U.S. Copyright Office’s AI-Training Report amid Political Turbulence

Last month, the U.S. Copyright Office released a study report on the fair-use implications of using copyrighted works without permission to train AI systems. As is widely known, the Register of Copyrights was then abruptly—and somewhat mysteriously—removed from office.

https://www.copyright.gov/ai/

Around an agency that normally attracts little public attention, an outsized political drama has erupted. Some news outlets even suggested the Office had shifted toward rejecting fair-use defenses for AI training. Personally, I do not find the report’s conclusions shocking; they strike me as a reasonable landing point for an eventual infringement analysis. In the United States many people seem to believe, perhaps naively, that once a use is deemed fair it remains fair forever. Given the vast sums now invested in AI, a report that questions blanket fair-use assumptions was bound to feel jarring to those who regarded the doctrine as an all-purpose shield.

The report’s through-line is clear: “training a generative AI foundation model on a large and diverse dataset will often be transformative” (p. 45). Because “transformative” use departs from the original expressive intent, it is less likely to harm the work’s market value and therefore weighs in favor of fair use. Yet the report also cautions that “where a model may generate expressive content or reproduce copyrighted expression, training-purpose use cannot be deemed ‘non-expressive’ ”. In other words, claims that AI training is nothing more than a technical process—or that it is simply “learning” like a human—do not automatically confer fair-use status. The Office’s position is that fair-use analysis for training must consider not just the technical steps but the purpose and the eventual model’s impact on the markets for the underlying works, including the ability to mimic an author’s style.

Although the study is impressively researched, I feel the Office overreaches when it assesses the market effects that AI models might have. This relates to the fourth fair-use factor: “the effect of the use upon the potential market for or value of the copyrighted work.” The Office signals that virtually any “effect” on a potential market should be counted. That includes the possibility that a model could generate material similar in content or style to works in the training data, thereby depressing sales, diluting the market, or undermining future licensing opportunities—even though copyright law traditionally does not protect “style.” Because the empirical record and case law are still thin, I believe the Office has drawn premature conclusions here.
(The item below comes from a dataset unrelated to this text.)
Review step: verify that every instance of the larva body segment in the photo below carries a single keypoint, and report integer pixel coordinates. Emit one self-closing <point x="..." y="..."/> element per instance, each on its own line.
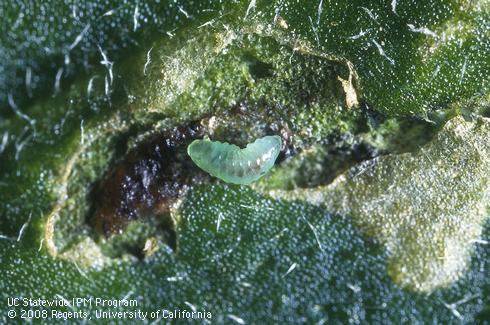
<point x="233" y="164"/>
On the first fair-use factor, the report leans heavily on lessons from Andy Warhol Foundation v. Goldsmith, making transformativeness the analytical core. Google Books is certainly important in showing that massive copying can be permissible when tied to a transformative purpose and when the final output matters, but Warhol probed more deeply into the nature of transformativeness itself and how it differs from the derivative-works right. That ruling therefore offers more direct guidance for evaluating AI training and underscores the need for a careful, fact-specific copyright inquiry going forward.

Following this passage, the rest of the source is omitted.